Sunday, March 11, 2012

Beyond (Svinalängorna)

Pernilla August on the set with Noomi Repace and her husband Ola

Pernilla August with her two shining stars

BEYOND (Svinalängorna)    B+                      
Sweden  (99 mi)  2010  d:  Pernilla August

A wrenchingly dramatic take on family dysfunction and death and dying, as expressed by Bergman actress, now first time feature filmmaker Pernilla August, in what might be a variation on the FANNY AND ALEXANDER (1982) story had their parents been trailer trash alcoholics.  A two-tiered story that slowly unleashes unpleasant truths about a woman’s miserable childhood, where Leena (Noomi Rapace) becomes consumed by her past, something she’s spent her entire life trying to forget, literally forced to relive various flashback moments from her traumatized past after she receives a call that her dying mother may only have a few hours left to live.  Despite the fact she’s had no contact in years, her two children are surprised to hear about a grandmother they never knew existed, so at the urging of her husband, Rapace’s real life husband Ola, they make an obligatory family visit.  While this plays out, a parallel story unearths the horrible tragedy that spells out Leena’s unfortunate childhood when she was forced to witness a continuous series of brutal beatings of her mother (Outii Mäenpää) by her abusive father (Ville Virtanen), both Finnish immigrants forced to take the lowest paying positions to survive, continually ending up drunk, making life miserable for young Leena (Tehilla Blad) and her even more troubled younger brother Sakari (Junior Blad), both of whom must find a way to survive.  Interestingly, Blad and Junior’s sister Alpha plays one of Leena’s two daughters, while one of August’s own daughters provides the inner narration of Leena making entries into her diary, which offer some of the most insightful personal observations in the film.     

Adapting a Susanna Alakoski novel, August’s film is a master class of dramatic acting performances all around, nominated as Sweden’s Best Foreign Film, where despite the big names in Swedish and Finnish theater, Tehilla Blad steals the show, providing a heartbreaking performance, where her lone determination to succeed and save her family is otherworldly, showing wisdom beyond her years, even if it ends in utter disaster, something she can never forgive herself for.  Rapace was the traumatized child survivor in the Millenium Trilogy (2009), another vulnerable character shrouded in secrets that operates with utmost conviction, offering another blisteringly intense performance.  Beginning with early optimism from their initial move into the housing project, seen as an upgrade from their tinier residence, everyone’s initially on their best behavior until slipping back into the devastating blur of events of soon forgotten memories, though you’d have to be drunk to forget, otherwise imprinted into the shell-shocked lives of two young kids who deserve better, where it gets so bad Sakari stops eating and speaking.  In one sequence, young Leena lists in her diary all the profane and horrible names her father calls her mother in the heat of anger, where this sequence of vivid reminders of a man’s contemptuous and vile view of women is hard to forget, especially at an impressionistic young age, where living with these hellish parents is equivalent to serving in combat.    

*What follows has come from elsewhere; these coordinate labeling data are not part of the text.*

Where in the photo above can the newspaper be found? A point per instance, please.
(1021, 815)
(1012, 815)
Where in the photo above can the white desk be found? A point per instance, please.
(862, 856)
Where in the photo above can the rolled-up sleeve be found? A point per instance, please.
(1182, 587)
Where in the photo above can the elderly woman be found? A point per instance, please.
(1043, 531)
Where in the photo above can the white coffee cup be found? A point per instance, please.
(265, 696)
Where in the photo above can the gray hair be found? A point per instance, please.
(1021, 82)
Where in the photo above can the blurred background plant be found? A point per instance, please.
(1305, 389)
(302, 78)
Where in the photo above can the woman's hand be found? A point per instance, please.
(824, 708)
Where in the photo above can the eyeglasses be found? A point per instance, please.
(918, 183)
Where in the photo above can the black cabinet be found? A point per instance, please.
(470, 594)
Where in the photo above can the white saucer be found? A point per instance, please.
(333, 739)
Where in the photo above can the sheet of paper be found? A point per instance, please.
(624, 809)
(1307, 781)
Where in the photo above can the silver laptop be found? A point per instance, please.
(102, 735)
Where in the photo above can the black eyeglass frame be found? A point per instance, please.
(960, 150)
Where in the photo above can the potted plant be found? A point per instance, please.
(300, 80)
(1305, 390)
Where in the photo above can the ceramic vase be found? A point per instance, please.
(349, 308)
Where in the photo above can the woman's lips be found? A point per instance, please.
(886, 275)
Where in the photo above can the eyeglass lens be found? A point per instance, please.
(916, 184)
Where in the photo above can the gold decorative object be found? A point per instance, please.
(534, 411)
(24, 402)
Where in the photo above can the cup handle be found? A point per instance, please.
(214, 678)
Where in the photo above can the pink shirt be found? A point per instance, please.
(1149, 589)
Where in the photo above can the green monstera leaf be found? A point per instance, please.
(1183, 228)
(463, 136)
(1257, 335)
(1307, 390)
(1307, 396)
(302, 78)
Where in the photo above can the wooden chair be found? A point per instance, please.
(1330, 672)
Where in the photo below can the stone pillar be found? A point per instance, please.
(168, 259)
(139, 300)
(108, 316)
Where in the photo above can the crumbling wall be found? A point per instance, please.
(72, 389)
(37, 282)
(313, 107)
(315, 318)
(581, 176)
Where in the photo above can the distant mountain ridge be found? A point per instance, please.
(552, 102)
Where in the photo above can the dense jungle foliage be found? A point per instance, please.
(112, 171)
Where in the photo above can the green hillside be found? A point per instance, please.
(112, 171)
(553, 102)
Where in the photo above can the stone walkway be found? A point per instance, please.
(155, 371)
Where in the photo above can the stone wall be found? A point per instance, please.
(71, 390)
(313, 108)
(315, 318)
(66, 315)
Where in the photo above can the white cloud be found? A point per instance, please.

As Leena reluctantly comes out of her adult shell, nudged by her husband and family, it’s scandalous what she’s been keeping locked up inside for so many years, but perhaps only because she remembers it so well, as her fiercely deterministic attitude to overcome it as a child is met with the force of physical brutality and emotional indifference, where her mother would continually forget just how bad things really were.  Outii Mäenpää is no great prize as a mother, but she’s a force to be reckoned with onscreen, where her conflicting emotions are continually ripped into smithereens, leaving her available as a battering ram for her Neanderthal brute of a husband.  Yet near death, she recollects these years fondly, still clueless what any of this really meant to her children, thinking only of herself, the devoted wife who yearns for that man, wishing to be close to him even in death.  This is a mercilessly punishing work, where the seeds of wrath have lifelong ramifications that remain hidden, out of sight, where women have bore the brunt of this kind of savage marital treatment for centuries on end.  Yet while it was happening, in the midst of this nightmarish fiasco, young Leena is continually adding poetic reflections into her diary, observing the world around her with a keen sense of intelligence and sisterly obligation, as if it’s her responsibility to clean up her family’s embarrassing disasters, one day following the next, where it always falls upon her young shoulders, where she must somehow find a way to make things all right.  Off course it’s never enough, as people with this degree of damage and self loathing would never listen anyway.  While this may be too graphically raw and bleak for some, in this searingly graphic portrayal August takes us into the heart of domestic violence, a turbulent hurricane of destruction that wreaks havoc on anything it touches, laying waste to human lives, who in the end are only so much collateral damage.